Okay I've added bump to it, so if anyone wants to experiment with my cornea/eye moisture shader have at it.
It is released as is and unsupported, If you have any extra questions, feel free to ask and I'll do my best to explain but I am not going to do a full walkthrough and explain every single thing about it.
the main shader setting you might want to tweak is refraction roughness - the rougher it is the more smoothly it will transfer light, but the more it will blur the underlying texture. I have set the min and max to the range where it works without too many issues - if you get weird shadows up the roughness a bit from the default until they go away.
Reflection weight controls the strength of the reflections set it to 0 and you just have refraction with no shine.
known limitations
the easiest way to compensate for the darkening of the underlying surface is to take your sclera/iris texture and use the layered image editor and add it to itself. 2 layers both with the same eye texture with the upper one seet to add usually with its strength set to around 50%. The strength will depend on how big your light sources are. Smaller light sources you will need to brighten things more. (and yes this means if you change your lighting you may need to change the material to compensate)
also included is a comparison render in some actual nice lighting - here the proper refracted version is actually lighter than the default
i just did a preliminary test. it didnt seem to make much of a difference in one render, but in another made quite a big difference. guess this is due to lighting. (I only let it render for like 1000 iterations)
i need to get some better eyes.
Torment's skin with some adjustments. Was using the isadorekeeghan shader.
I like the way the skin on his arm and face look. Torso is borked.
The refraction is more evident in directional lighting, there basically has to be a light source to be refracted. I probably should have added that as a note, but didn't think of it, because my default lighing is dramatic
I have a list somewhere of my favorite eyes. I do know Torment's were on them, obviously not the red ones, but the natural colored ones are one of my go tos, Most of the 8.1 eyes are pretty great (probably because they don't have a seam in the middle of them, so much easier to texture)
In youre other image the body hair seems to be forming a bit of a halo like its not quite sitting on the figure. I noticed thatt more than anything with the chest
yeah i should probably leave out SBH body hair for 8.1 until i can actually spend time to groom it properly. Im still using SBH body hair i made in like 5 minutes so it leaves a lot to be desired.
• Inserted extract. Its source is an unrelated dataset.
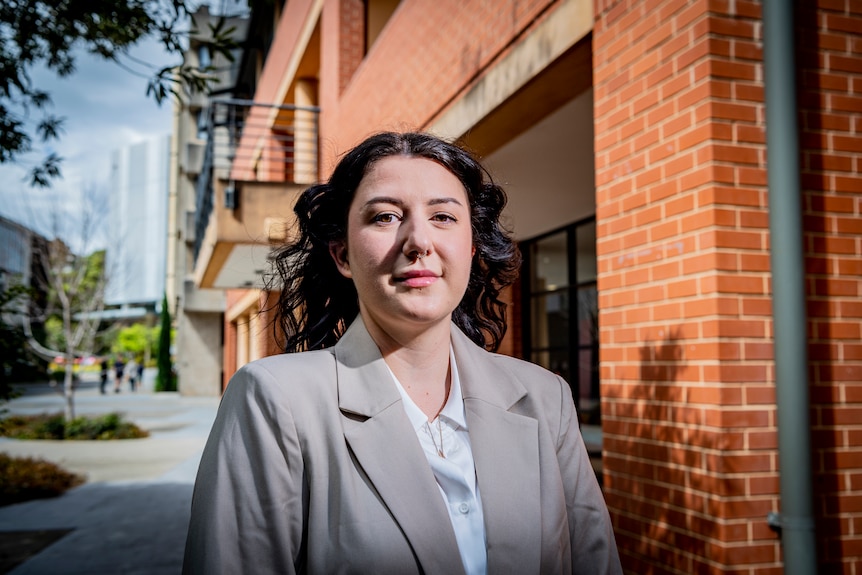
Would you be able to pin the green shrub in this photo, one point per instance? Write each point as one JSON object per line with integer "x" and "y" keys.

SBH is also a pain for body hair because it emits from the base res mesh, so there are certain areas where the base mesh and subd mesh have a bit of a gap. Shoulders and ears are 2 areas where I know the gap tends to be pretty signifigant. I've yet to figure out a non-painful workaround
That's some impressive rendering you have there.
Biggest problem i've found with any eye wet shader is it reflects colour, whereas most eye closeups show the reflections to have a lower saturation, never found a shader that works correctly in that way. But eyes are difficult anyway, especially in daz, there are a lot of issues, from basic eye and iris shape, eyelids being too thin, no wet transition on the eyelid to eye 'lip', boss-eyedness, no shadow on the iris (maybe due to eye geometry and eyelid thickness?) , baked limbal shadows!! Lots of little things that make eyes just look not real. Daz eyes always look like large plates with textures on them set too far out of the socket, and usually not gamma matched to the rest of the textures, giving them that stargate goa'uld vibe. A quick desaturation b/w image usually tells you what's wrong.
Heres a quick play both renders about 5000 iterations. G8.1 with Babina's textures because I think G8.1s textures look caky to me. Babina's are to orange but I would usually adjust with postwork.